Coming off the final season of AMC’s brilliant drama series Breaking Bad, Bryan Cranston has already earned the respect and admiration of every critic and viewer out there. As chemistry teacher-turned-meth kingpin Walter White, Cranston commanded the small screen with shattering force and, throughout five wonderful seasons, developed one of the most complex antiheroes in television history. As that show concluded, fans mourned not only the loss of Breaking Bad as a whole but also Cranston’s incredible performance. Many questioned whether we’d ever see the actor as anything other than Walter White again.
So, it’s refreshing to see that in Cold Comes the Night, a tense and effective modern film-noir, the actor isn’t content to live off the sizable goodwill that Breaking Bad has afforded him. As near-blind Polish career criminal Topo, Cranston is an exceptionally strong antagonist, equal parts menacing and mysterious. Saddled with a thick accent, the actor can’t quite conjure up the same grandiose evil that made Walter White so memorable, so he smartly keeps things simple. Topo is a weary, aging professional in a business with one, brutal retirement option, but he’s not yet ready to give up the ghost. Cranston imbues Topo with enough sneering menace and chilling stillness to sell his character’s violent past – he’s downright volatile in one tense dining-room discussion – but the actor also communicates Topo’s wretchedness and quiet anger at his increasingly hopeless situation.
Though Cranston’s role in Cold Comes the Night will surely prove its best marketing angle, lead actress Alice Eve’s gripping performance and director Tze Chun’s moody atmosphere also do a lot to elevate the thriller above standard January fare.
As Chloe, the struggling single mother and reluctant owner of a dingy motel, Eve turns in a career-best performance, expertly capturing her character’s desperation and resilience. It’s a decidedly unglamorous turn, and certainly a far cry from her roles in films like Star Trek Into Darkness and She’s Out of My League, but Eve commits to it with a dramatic dexterity hitherto unseen from the actress. Whether she’s icily facing down Cranston’s Topo or tenderly caring for her young daughter (Ursula Parker), Eve commands every frame. If she can avoid being labeled a sex symbol and typecast as such, Cold Comes the Night indicates that the actress has a promising dramatic future.
For his part, Chun fully utilizes his dreary upstate New York setting to construct and maintain an eerie, suspenseful tone. Known for his vastly different but also excellent 2010 feature Children of Invention, the director treats Cold Comes the Night as a modern film-noir. Chloe’s motel is painted as a hole-in-the-wall pivot-point for the area’s citizens’ most immoral behaviors, while the other areas Chun explores also reek of squalor and decay. The underlying darkness of the film’s story is well-suited to its rural setting. Chun’s angles are mostly straightforward, though the director does employ a few well-integrated POV shots to properly communicate Topo’s diminishing sight.

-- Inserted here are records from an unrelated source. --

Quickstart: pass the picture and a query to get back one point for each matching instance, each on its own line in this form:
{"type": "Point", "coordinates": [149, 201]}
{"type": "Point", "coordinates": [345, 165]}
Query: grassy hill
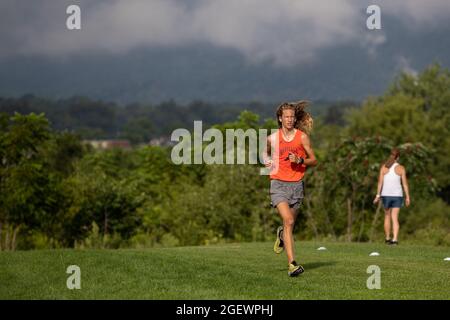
{"type": "Point", "coordinates": [232, 271]}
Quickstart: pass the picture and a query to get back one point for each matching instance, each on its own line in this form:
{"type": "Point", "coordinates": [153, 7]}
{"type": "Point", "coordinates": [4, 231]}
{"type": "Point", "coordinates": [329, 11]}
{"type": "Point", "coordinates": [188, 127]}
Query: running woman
{"type": "Point", "coordinates": [390, 182]}
{"type": "Point", "coordinates": [288, 153]}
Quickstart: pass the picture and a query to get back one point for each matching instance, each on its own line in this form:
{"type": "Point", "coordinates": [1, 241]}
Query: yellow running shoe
{"type": "Point", "coordinates": [278, 247]}
{"type": "Point", "coordinates": [295, 269]}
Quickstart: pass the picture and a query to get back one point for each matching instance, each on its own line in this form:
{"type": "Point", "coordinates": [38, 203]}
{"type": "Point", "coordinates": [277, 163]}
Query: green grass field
{"type": "Point", "coordinates": [232, 271]}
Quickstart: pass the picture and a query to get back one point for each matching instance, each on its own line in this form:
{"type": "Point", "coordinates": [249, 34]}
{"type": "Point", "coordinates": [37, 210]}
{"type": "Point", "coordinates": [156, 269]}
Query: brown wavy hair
{"type": "Point", "coordinates": [303, 119]}
{"type": "Point", "coordinates": [395, 153]}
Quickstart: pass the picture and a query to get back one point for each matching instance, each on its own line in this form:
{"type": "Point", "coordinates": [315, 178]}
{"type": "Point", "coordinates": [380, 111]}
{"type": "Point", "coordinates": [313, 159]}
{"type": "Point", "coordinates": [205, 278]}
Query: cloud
{"type": "Point", "coordinates": [285, 32]}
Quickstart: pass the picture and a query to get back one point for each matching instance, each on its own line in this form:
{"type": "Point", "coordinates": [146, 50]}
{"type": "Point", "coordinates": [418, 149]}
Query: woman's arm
{"type": "Point", "coordinates": [379, 186]}
{"type": "Point", "coordinates": [311, 160]}
{"type": "Point", "coordinates": [405, 186]}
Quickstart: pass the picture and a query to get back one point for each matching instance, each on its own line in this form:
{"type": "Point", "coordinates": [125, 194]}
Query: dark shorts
{"type": "Point", "coordinates": [392, 202]}
{"type": "Point", "coordinates": [285, 191]}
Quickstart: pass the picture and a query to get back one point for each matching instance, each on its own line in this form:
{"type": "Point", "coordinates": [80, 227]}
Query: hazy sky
{"type": "Point", "coordinates": [285, 31]}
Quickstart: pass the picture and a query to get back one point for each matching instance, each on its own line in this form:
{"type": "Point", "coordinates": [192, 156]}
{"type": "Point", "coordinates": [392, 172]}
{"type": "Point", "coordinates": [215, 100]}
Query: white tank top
{"type": "Point", "coordinates": [392, 186]}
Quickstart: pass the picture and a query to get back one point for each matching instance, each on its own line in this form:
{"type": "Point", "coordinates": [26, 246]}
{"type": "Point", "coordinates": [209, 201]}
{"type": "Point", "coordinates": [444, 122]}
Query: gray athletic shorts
{"type": "Point", "coordinates": [284, 191]}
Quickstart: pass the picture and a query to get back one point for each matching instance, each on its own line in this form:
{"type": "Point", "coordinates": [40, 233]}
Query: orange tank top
{"type": "Point", "coordinates": [283, 168]}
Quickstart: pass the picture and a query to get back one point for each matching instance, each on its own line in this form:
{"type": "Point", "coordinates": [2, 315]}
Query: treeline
{"type": "Point", "coordinates": [56, 192]}
{"type": "Point", "coordinates": [138, 122]}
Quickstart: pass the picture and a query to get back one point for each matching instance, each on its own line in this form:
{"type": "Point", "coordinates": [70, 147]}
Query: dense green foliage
{"type": "Point", "coordinates": [57, 192]}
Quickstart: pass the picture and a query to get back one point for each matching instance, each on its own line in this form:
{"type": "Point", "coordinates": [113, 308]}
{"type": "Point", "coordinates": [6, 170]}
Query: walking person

When Topo comes to Chloe’s motel and takes her and her daughter hostage in an attempt to reclaim a cash package from crooked cop Billy (Logan Marshall-Green, intense and convincing despite being resigned to just a few scenes by the film’s compact nature), he unleashes a series of events so brutal and chaotic that the criminal eventually can’t maintain even the pretense of control. The film’s surprisingly smart script finds a truth to its characters and their interactions, though Cold Comes the Night certainly doesn’t try to reinvent the wheel. The film doesn’t traverse any unfamiliar territory but, despite that fact, great performances and deft execution make it an entertaining ride. Cold Comes the Night also earns points for not outstaying its welcome; at less than an hour and a half, it relays its story efficiently and commits to a logical flow of events, abstaining from any pointless frills.
The grand tragedies of Breaking Bad are nowhere to be found in Cold Comes the Night, and Cranston adjusts his performance accordingly, so any fans of that show hoping to find further awards-worthy brilliance from the actor may be dissatisfied with Cold Comes the Night. However, noir fans in search of a temporary fix will likely find a lot to like in the film.
Though it never attempts to defy convention, Cold Comes the Night is strikingly well-acted and evocatively shot. In a cinematic landscape cluttered with overly ambitious, pretentious thrillers masquerading as thoughtful works of art, it’s refreshing to find a movie with such clarity of purpose. Chun’s dark, moody thriller aims to entertain, and it does just that, nothing more, nothing less.
A tense and effective modern film-noir, Cold Comes the Night boasts great performances and skillful direction, both of which allow it to succeed as a compelling, compact thriller.